A research project between the US Forest Service Forest Products Laboratory (FPL) and the Department of Energy Joint Genome Institute has advanced the quest for efficient conversion of plant biomass to fuels and chemicals.
‘We have sequenced and assembled the complete genome of Pichia stipitis, a native xylose-fermenting yeast,’ said Thomas Jeffries, research microbiologist at FPL and a professor of bacteriology at the
The sequencing of P. stipitis is said to mark an important step toward the efficient production of biofuels because the yeast can efficiently ferment xylose, a main component of plant lignocellulose. Xylose fermentation is vital to economically converting plant biomass to fuels and chemicals such as ethanol.

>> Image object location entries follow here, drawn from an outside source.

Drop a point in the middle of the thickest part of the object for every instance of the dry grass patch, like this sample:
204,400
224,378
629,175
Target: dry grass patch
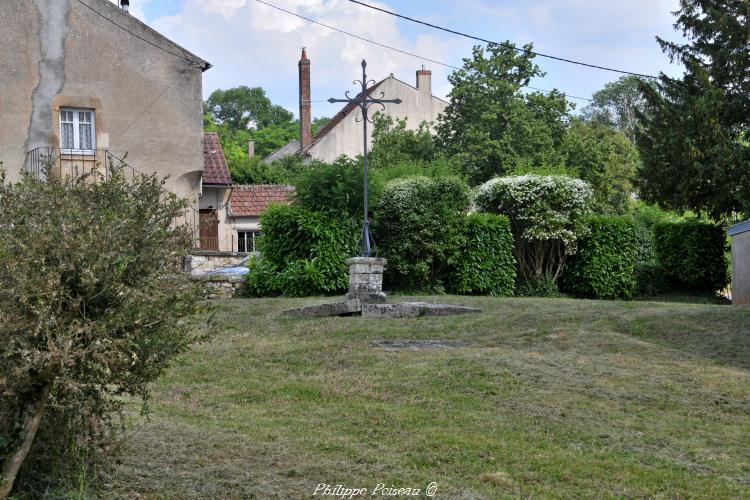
537,397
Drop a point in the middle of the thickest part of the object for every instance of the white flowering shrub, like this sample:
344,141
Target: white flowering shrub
546,214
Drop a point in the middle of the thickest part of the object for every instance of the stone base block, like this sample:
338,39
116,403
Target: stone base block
341,308
414,309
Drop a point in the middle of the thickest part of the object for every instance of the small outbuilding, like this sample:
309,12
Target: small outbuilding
740,234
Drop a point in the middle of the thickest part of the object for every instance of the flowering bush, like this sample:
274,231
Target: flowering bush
546,215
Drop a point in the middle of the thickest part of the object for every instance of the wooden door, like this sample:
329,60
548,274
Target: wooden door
209,229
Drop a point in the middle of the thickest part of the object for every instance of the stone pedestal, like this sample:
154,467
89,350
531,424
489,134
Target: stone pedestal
366,279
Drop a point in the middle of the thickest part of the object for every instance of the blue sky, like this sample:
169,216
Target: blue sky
252,44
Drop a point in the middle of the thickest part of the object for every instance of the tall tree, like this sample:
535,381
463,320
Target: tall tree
693,145
605,159
490,126
245,107
617,105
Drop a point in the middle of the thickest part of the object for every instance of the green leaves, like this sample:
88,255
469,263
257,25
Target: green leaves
418,229
694,253
693,127
491,125
98,304
303,253
603,267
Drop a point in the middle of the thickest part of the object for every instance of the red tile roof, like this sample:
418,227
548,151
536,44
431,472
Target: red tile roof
322,131
215,169
251,200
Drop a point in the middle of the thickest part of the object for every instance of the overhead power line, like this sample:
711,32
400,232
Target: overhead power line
405,52
176,54
504,44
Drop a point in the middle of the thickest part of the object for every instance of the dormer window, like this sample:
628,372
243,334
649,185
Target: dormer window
77,131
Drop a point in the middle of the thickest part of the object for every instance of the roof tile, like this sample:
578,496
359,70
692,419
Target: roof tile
215,169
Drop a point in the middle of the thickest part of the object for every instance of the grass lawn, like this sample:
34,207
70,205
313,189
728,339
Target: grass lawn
544,397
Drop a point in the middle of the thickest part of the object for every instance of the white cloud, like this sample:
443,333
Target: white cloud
252,44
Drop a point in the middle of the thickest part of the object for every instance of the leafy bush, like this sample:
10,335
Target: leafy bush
336,188
694,253
484,262
302,253
652,279
546,216
418,228
603,267
93,307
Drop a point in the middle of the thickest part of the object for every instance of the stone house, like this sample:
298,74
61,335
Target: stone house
83,80
246,205
216,188
343,134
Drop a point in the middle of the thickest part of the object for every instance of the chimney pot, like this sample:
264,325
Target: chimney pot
305,111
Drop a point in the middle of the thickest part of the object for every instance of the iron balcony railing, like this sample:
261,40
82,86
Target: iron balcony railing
70,163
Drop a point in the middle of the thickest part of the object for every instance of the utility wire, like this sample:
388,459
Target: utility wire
392,48
181,56
505,44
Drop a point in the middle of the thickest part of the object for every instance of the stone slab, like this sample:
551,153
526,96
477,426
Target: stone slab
340,308
414,309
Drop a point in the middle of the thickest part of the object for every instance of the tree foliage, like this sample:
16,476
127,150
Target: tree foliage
605,159
303,252
93,306
245,107
693,142
617,106
491,126
604,265
337,188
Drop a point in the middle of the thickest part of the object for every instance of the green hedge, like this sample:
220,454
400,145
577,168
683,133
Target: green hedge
603,267
302,253
418,223
484,263
694,254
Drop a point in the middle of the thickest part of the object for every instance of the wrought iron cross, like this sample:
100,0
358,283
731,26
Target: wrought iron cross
364,101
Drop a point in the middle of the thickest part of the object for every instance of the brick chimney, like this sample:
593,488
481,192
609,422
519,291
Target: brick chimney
305,120
424,81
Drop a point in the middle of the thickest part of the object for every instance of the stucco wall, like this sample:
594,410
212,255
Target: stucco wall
741,268
218,198
346,138
147,102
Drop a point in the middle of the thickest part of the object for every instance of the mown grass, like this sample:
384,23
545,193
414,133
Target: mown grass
548,397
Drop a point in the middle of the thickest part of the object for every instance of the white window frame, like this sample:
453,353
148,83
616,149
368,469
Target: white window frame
77,132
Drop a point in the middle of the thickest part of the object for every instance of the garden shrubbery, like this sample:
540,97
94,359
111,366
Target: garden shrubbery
302,253
418,229
547,219
693,254
603,266
484,263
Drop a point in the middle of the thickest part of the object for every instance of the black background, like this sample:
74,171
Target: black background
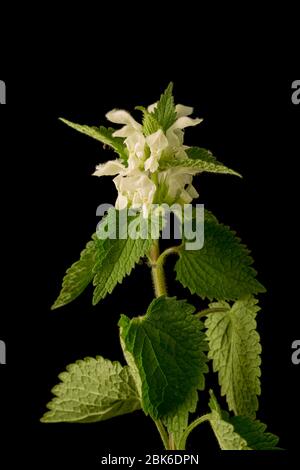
49,199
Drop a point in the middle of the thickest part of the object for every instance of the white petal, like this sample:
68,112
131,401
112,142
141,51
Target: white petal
152,107
182,110
184,122
119,116
110,168
151,164
121,202
125,131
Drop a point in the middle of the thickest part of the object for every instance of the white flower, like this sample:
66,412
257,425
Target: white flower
178,184
138,182
135,190
157,143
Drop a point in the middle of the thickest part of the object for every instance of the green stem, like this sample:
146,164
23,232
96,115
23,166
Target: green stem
174,250
163,433
207,311
160,288
157,270
192,426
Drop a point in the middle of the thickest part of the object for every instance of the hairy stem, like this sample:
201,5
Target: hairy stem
157,270
160,288
192,426
163,433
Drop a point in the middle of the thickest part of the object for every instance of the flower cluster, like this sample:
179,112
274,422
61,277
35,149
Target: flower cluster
140,181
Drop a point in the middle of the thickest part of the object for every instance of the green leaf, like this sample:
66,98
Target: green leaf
177,421
249,431
167,346
150,124
106,261
93,390
200,160
235,351
221,269
79,275
118,256
253,431
165,112
102,134
225,433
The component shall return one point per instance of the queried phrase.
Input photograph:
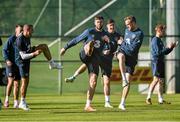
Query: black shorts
(130, 63)
(158, 68)
(84, 58)
(13, 71)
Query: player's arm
(116, 44)
(74, 41)
(24, 55)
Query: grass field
(69, 107)
(47, 105)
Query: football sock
(122, 101)
(7, 98)
(88, 103)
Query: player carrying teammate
(158, 51)
(127, 55)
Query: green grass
(69, 107)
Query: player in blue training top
(23, 54)
(127, 55)
(93, 61)
(158, 51)
(12, 70)
(108, 54)
(0, 99)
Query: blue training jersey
(112, 45)
(132, 42)
(22, 44)
(97, 37)
(9, 50)
(158, 50)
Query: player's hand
(62, 51)
(106, 38)
(8, 63)
(106, 52)
(120, 40)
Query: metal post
(60, 33)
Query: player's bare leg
(79, 71)
(90, 92)
(121, 58)
(8, 91)
(45, 50)
(151, 89)
(16, 93)
(125, 92)
(106, 84)
(23, 105)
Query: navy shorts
(24, 69)
(158, 68)
(84, 58)
(13, 71)
(130, 63)
(94, 64)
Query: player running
(127, 55)
(158, 52)
(23, 54)
(12, 70)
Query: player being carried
(93, 62)
(158, 51)
(108, 57)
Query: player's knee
(121, 56)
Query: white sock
(7, 98)
(107, 98)
(122, 101)
(88, 103)
(123, 76)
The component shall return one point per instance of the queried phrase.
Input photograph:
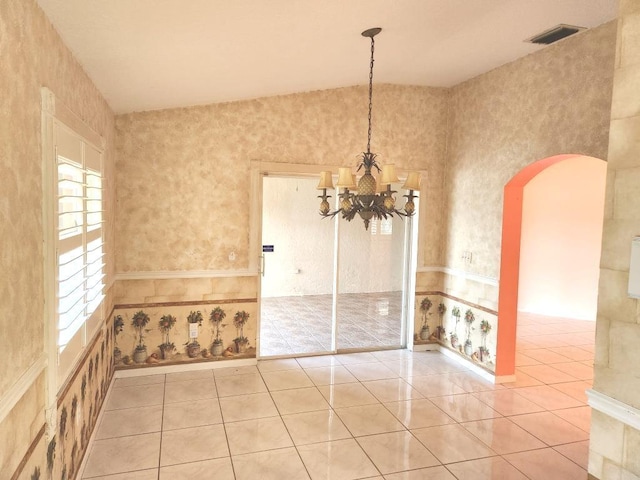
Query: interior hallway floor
(386, 415)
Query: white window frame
(67, 139)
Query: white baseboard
(614, 408)
(427, 347)
(186, 367)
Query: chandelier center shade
(361, 196)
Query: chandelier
(364, 198)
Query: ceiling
(155, 54)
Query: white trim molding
(18, 389)
(460, 273)
(167, 274)
(164, 369)
(614, 408)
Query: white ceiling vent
(554, 34)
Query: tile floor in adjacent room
(302, 324)
(386, 415)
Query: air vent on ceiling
(554, 34)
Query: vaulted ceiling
(154, 54)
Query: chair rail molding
(169, 274)
(18, 389)
(461, 273)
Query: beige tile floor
(386, 415)
(302, 324)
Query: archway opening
(551, 235)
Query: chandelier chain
(370, 96)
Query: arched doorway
(512, 225)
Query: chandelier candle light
(368, 202)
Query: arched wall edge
(510, 261)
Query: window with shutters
(79, 246)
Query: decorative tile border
(460, 300)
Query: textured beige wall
(33, 55)
(182, 174)
(554, 101)
(615, 446)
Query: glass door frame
(258, 171)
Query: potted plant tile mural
(136, 330)
(457, 332)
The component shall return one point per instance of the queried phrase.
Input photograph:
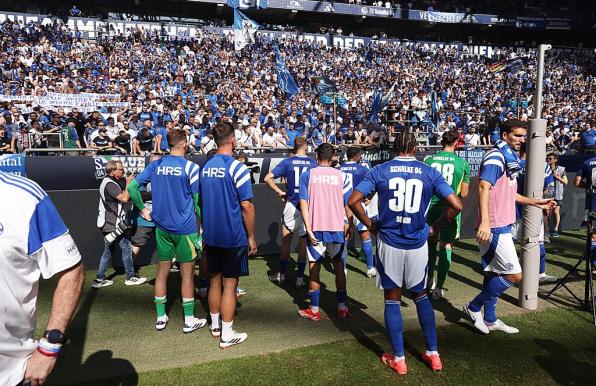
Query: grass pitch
(113, 340)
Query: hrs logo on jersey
(169, 171)
(214, 172)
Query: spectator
(560, 176)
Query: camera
(121, 227)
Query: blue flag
(244, 30)
(434, 112)
(246, 4)
(285, 80)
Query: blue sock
(542, 258)
(367, 249)
(283, 264)
(394, 324)
(314, 298)
(301, 268)
(426, 317)
(490, 311)
(493, 287)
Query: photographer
(112, 220)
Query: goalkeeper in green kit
(456, 172)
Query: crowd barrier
(72, 183)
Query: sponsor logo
(133, 165)
(294, 4)
(329, 8)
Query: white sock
(215, 320)
(226, 330)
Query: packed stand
(193, 84)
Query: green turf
(113, 330)
(543, 353)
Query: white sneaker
(161, 323)
(237, 338)
(135, 280)
(437, 293)
(278, 277)
(98, 283)
(195, 325)
(477, 318)
(500, 326)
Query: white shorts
(401, 267)
(316, 253)
(499, 255)
(292, 220)
(360, 227)
(517, 234)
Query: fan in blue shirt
(229, 218)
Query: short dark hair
(222, 133)
(176, 136)
(512, 124)
(325, 152)
(405, 142)
(299, 143)
(353, 152)
(449, 138)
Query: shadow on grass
(70, 367)
(559, 363)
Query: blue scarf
(512, 166)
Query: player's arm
(64, 302)
(270, 181)
(542, 203)
(248, 217)
(453, 209)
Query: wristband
(48, 347)
(47, 353)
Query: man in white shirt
(33, 241)
(472, 139)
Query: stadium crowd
(193, 84)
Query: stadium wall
(72, 183)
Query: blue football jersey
(291, 169)
(173, 180)
(225, 182)
(405, 188)
(354, 172)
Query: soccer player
(584, 179)
(456, 172)
(175, 196)
(405, 188)
(229, 218)
(291, 169)
(355, 172)
(33, 241)
(497, 195)
(324, 193)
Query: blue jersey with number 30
(405, 189)
(291, 169)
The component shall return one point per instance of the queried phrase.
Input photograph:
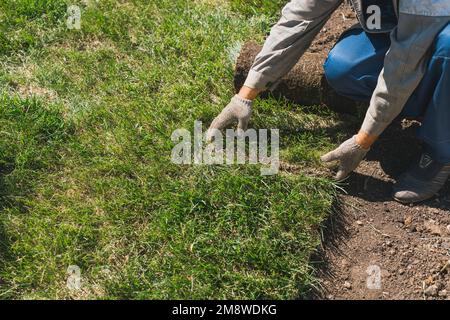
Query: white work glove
(238, 110)
(349, 154)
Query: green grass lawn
(86, 118)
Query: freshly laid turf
(86, 118)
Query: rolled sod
(305, 84)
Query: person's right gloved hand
(238, 110)
(349, 154)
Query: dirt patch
(305, 84)
(373, 248)
(376, 248)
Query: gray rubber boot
(422, 182)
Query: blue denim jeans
(353, 66)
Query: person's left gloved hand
(349, 154)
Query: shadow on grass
(394, 151)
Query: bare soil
(369, 234)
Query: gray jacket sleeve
(404, 67)
(301, 21)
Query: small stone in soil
(443, 293)
(431, 290)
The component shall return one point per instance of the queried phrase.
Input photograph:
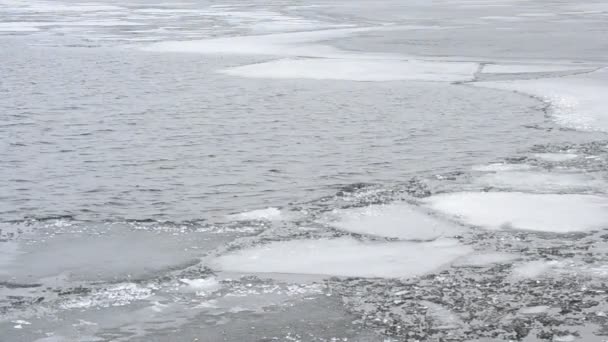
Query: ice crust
(344, 257)
(536, 181)
(525, 68)
(399, 220)
(559, 213)
(358, 70)
(577, 102)
(268, 214)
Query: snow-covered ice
(494, 167)
(526, 68)
(555, 157)
(397, 220)
(358, 70)
(560, 213)
(268, 214)
(537, 181)
(344, 257)
(577, 102)
(484, 259)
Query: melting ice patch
(536, 181)
(344, 257)
(526, 68)
(560, 213)
(358, 70)
(399, 220)
(577, 102)
(555, 157)
(484, 259)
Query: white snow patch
(534, 310)
(560, 213)
(556, 157)
(344, 257)
(533, 269)
(526, 68)
(485, 259)
(502, 167)
(268, 214)
(294, 44)
(577, 102)
(202, 286)
(398, 220)
(534, 181)
(358, 70)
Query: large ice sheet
(344, 257)
(358, 70)
(558, 213)
(526, 68)
(537, 181)
(400, 220)
(280, 44)
(294, 44)
(577, 102)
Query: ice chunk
(577, 102)
(358, 70)
(268, 214)
(558, 213)
(531, 180)
(485, 259)
(203, 286)
(399, 220)
(296, 44)
(555, 157)
(502, 167)
(344, 257)
(534, 310)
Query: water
(143, 145)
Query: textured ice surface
(202, 286)
(536, 181)
(516, 210)
(484, 259)
(344, 257)
(525, 68)
(577, 102)
(280, 44)
(268, 214)
(555, 157)
(533, 269)
(502, 167)
(358, 70)
(399, 220)
(294, 44)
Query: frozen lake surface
(303, 170)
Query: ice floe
(398, 220)
(526, 68)
(268, 214)
(555, 157)
(502, 167)
(484, 259)
(560, 213)
(537, 181)
(577, 102)
(202, 286)
(533, 269)
(358, 70)
(344, 257)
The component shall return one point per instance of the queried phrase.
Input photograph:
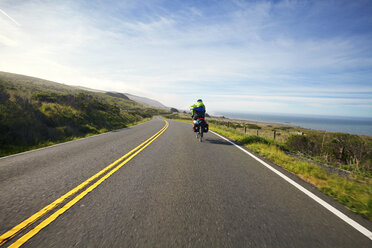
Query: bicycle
(202, 126)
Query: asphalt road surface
(176, 192)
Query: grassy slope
(36, 113)
(353, 192)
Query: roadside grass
(356, 195)
(13, 149)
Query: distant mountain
(146, 101)
(142, 100)
(36, 112)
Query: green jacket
(198, 106)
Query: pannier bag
(195, 127)
(206, 128)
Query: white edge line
(63, 143)
(332, 209)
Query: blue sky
(304, 57)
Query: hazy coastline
(351, 125)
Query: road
(176, 192)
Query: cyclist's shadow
(218, 142)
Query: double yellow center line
(114, 166)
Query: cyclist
(198, 109)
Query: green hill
(36, 112)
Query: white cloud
(175, 56)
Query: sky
(290, 57)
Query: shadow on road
(218, 142)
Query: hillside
(146, 101)
(36, 112)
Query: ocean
(351, 125)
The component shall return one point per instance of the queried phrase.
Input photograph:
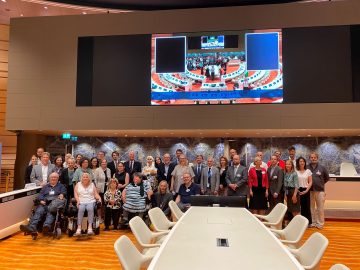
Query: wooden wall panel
(8, 139)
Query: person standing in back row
(132, 166)
(237, 178)
(317, 194)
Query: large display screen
(217, 73)
(212, 42)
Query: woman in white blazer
(102, 176)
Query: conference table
(193, 243)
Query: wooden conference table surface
(192, 243)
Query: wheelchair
(72, 213)
(57, 228)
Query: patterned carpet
(21, 252)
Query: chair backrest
(277, 214)
(347, 169)
(311, 252)
(175, 210)
(158, 219)
(339, 266)
(233, 201)
(130, 258)
(140, 230)
(203, 200)
(295, 230)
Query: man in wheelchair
(51, 196)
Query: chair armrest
(163, 231)
(172, 224)
(157, 234)
(261, 217)
(294, 252)
(150, 245)
(269, 223)
(278, 233)
(288, 241)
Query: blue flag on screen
(262, 51)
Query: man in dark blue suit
(197, 168)
(165, 169)
(132, 166)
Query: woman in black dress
(259, 188)
(223, 170)
(122, 177)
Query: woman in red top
(259, 187)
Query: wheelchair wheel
(58, 233)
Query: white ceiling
(34, 8)
(213, 133)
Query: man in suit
(162, 198)
(276, 180)
(112, 165)
(165, 169)
(40, 173)
(197, 168)
(178, 152)
(210, 178)
(236, 178)
(66, 178)
(132, 166)
(232, 153)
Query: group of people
(126, 188)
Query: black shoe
(26, 229)
(46, 230)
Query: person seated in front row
(112, 200)
(134, 197)
(187, 189)
(162, 198)
(53, 190)
(86, 195)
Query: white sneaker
(78, 232)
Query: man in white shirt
(259, 154)
(40, 173)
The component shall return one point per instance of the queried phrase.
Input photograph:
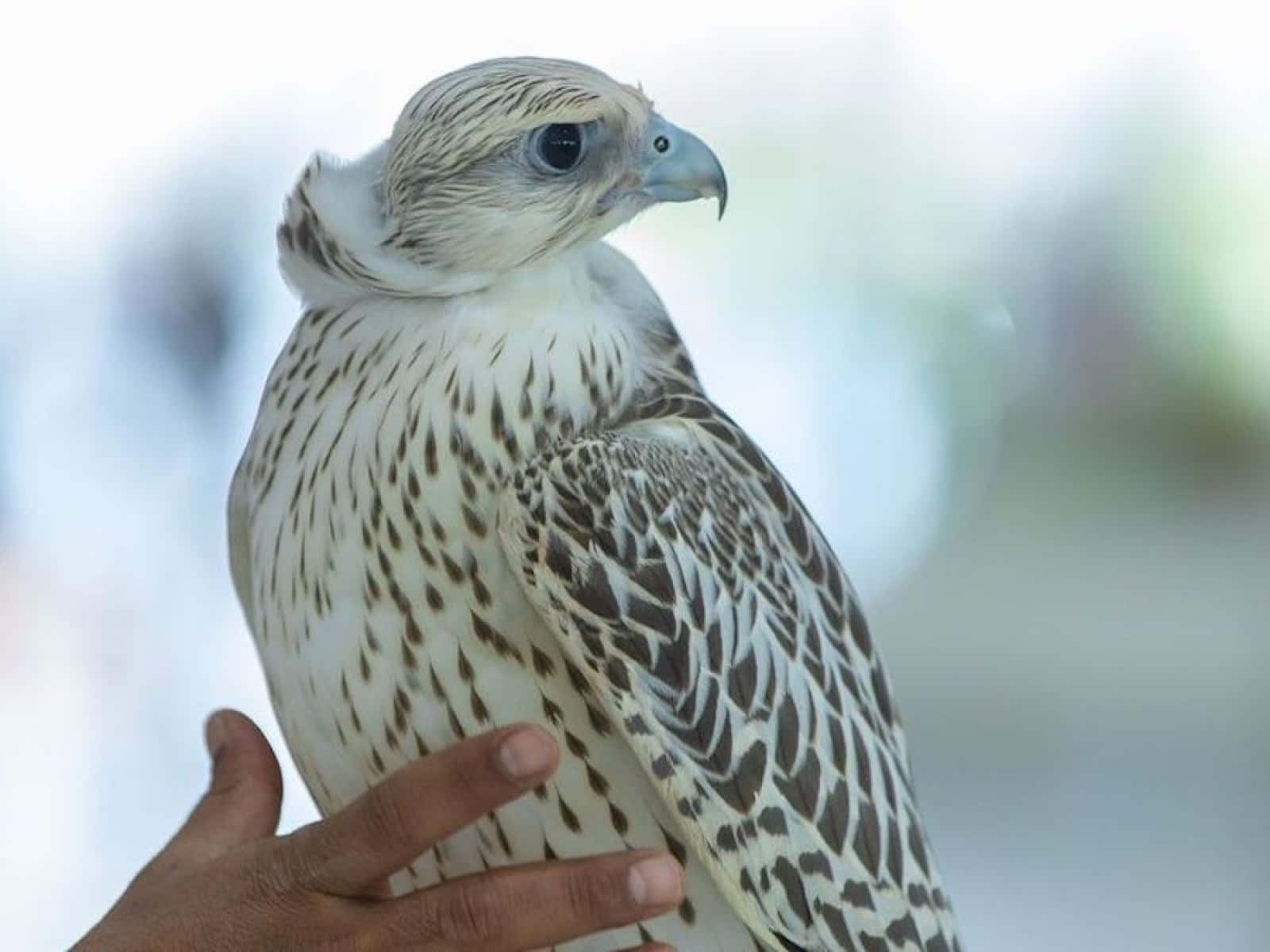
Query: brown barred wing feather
(709, 615)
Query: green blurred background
(994, 290)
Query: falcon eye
(559, 146)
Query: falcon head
(489, 168)
(511, 160)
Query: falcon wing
(709, 615)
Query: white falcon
(486, 486)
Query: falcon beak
(679, 168)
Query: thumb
(243, 800)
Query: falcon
(486, 486)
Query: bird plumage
(486, 486)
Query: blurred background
(994, 290)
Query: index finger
(417, 806)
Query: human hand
(226, 881)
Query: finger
(533, 905)
(241, 801)
(419, 805)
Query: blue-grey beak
(679, 168)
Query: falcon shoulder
(685, 578)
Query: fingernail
(525, 754)
(656, 881)
(214, 734)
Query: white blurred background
(994, 290)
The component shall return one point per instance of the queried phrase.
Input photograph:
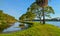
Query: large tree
(27, 16)
(38, 10)
(43, 4)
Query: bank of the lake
(37, 30)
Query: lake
(16, 27)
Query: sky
(17, 8)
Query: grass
(37, 30)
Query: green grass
(37, 30)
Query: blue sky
(18, 7)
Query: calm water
(16, 25)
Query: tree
(38, 10)
(22, 18)
(43, 4)
(30, 16)
(27, 16)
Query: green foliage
(5, 20)
(27, 16)
(37, 30)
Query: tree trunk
(40, 19)
(43, 15)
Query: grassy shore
(37, 30)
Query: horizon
(17, 8)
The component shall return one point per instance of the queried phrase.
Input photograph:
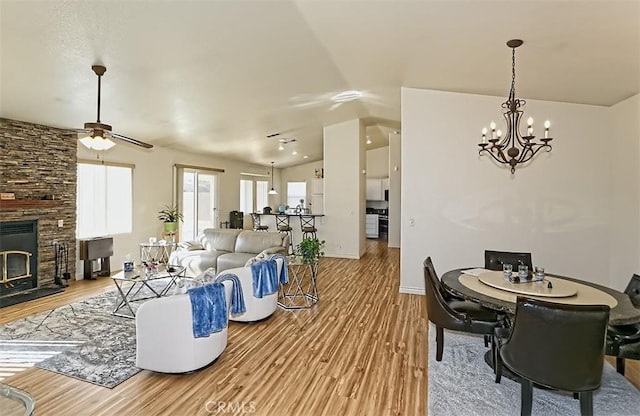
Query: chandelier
(272, 191)
(513, 149)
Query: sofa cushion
(196, 261)
(219, 239)
(232, 260)
(255, 242)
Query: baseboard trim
(412, 290)
(342, 256)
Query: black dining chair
(623, 341)
(557, 346)
(493, 260)
(257, 226)
(453, 314)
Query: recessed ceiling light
(345, 96)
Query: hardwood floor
(362, 350)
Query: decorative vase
(170, 227)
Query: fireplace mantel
(13, 204)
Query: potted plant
(310, 249)
(170, 215)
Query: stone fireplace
(18, 256)
(38, 167)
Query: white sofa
(257, 308)
(164, 336)
(223, 249)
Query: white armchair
(164, 336)
(257, 308)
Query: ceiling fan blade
(129, 140)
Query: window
(104, 200)
(247, 195)
(199, 202)
(295, 192)
(262, 197)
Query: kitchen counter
(292, 215)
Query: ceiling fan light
(97, 143)
(345, 96)
(108, 143)
(87, 142)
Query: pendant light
(272, 191)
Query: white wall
(623, 139)
(344, 189)
(378, 162)
(153, 188)
(558, 207)
(299, 173)
(395, 181)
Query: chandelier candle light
(519, 149)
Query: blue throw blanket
(208, 309)
(265, 276)
(237, 298)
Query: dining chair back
(623, 341)
(493, 260)
(257, 226)
(308, 226)
(558, 346)
(633, 290)
(453, 314)
(283, 226)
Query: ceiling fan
(98, 135)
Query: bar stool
(308, 226)
(283, 226)
(256, 223)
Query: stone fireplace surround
(39, 165)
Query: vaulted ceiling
(218, 77)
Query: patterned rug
(463, 384)
(107, 354)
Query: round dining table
(471, 287)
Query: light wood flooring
(362, 350)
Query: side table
(14, 401)
(301, 291)
(159, 251)
(138, 280)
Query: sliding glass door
(199, 196)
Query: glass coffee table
(131, 284)
(16, 402)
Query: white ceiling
(219, 76)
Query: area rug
(107, 355)
(18, 355)
(463, 384)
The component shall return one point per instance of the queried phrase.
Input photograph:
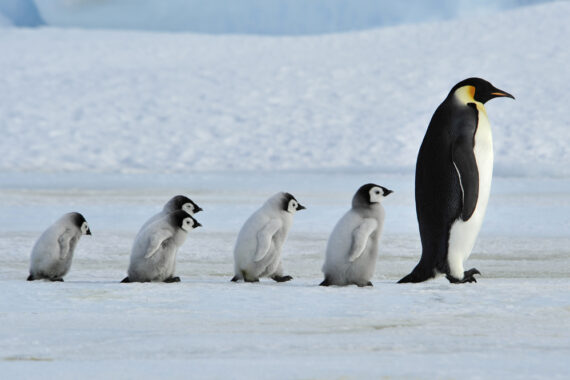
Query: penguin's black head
(184, 220)
(181, 202)
(479, 90)
(290, 204)
(369, 194)
(79, 221)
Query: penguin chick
(178, 202)
(352, 248)
(153, 256)
(257, 252)
(53, 251)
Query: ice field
(112, 123)
(513, 323)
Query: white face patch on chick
(294, 206)
(188, 224)
(189, 208)
(85, 229)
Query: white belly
(463, 234)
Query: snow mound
(77, 100)
(257, 16)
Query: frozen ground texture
(514, 323)
(78, 100)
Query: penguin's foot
(468, 276)
(279, 278)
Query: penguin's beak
(496, 93)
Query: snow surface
(514, 323)
(289, 17)
(103, 101)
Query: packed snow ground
(514, 323)
(102, 101)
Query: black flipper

‘A better understanding of the genetic structure of this yeast allows us to determine how specific genes are used in fermentation and then reengineer them to perform other desired functions,’ said Jeffries.
For example, Jeffries explained that the fermentation of glucose and xylose is critical to efficient bioconversion because xylose is so abundant in hardwoods and agricultural residues. However, when glucose is present, the fermentation of xylose by P. stipitis is repressed. Using their knowledge of the genetic makeup of the yeast, researchers will be able to alter the expression of the genes so that glucose and xylose are fermented simultaneously. This will increase the efficiency, and improve the economic viability, of the process.
The US Forest Service Forest Products Laboratory is a partner in the Wisconsin Bioenergy Initiative, an effort launched by the UW-Madison College of Agricultural and Life Sciences to accelerate the development of bioenergy resources. FPL scientists have been studying P. stipitis for 20 years and in that time have isolated and characterised several genes, developed improved strains, and recently licensed technology to a biotech firm for commercial development.
‘The genetic blueprint reported in this paper will be at the foundation of new biofuels technology that will be developed under the auspices of the Wisconsin Bioenergy Initiative,’ said Tim Donohue, professor of bacteriology. ‘It will have benefits in making ethanol production from plant sugars more efficient in the short term and it is likely to help develop long-term bioenergy solutions that help Wisconsin assume a position of leadership in the rapidly growing biofuels economy.’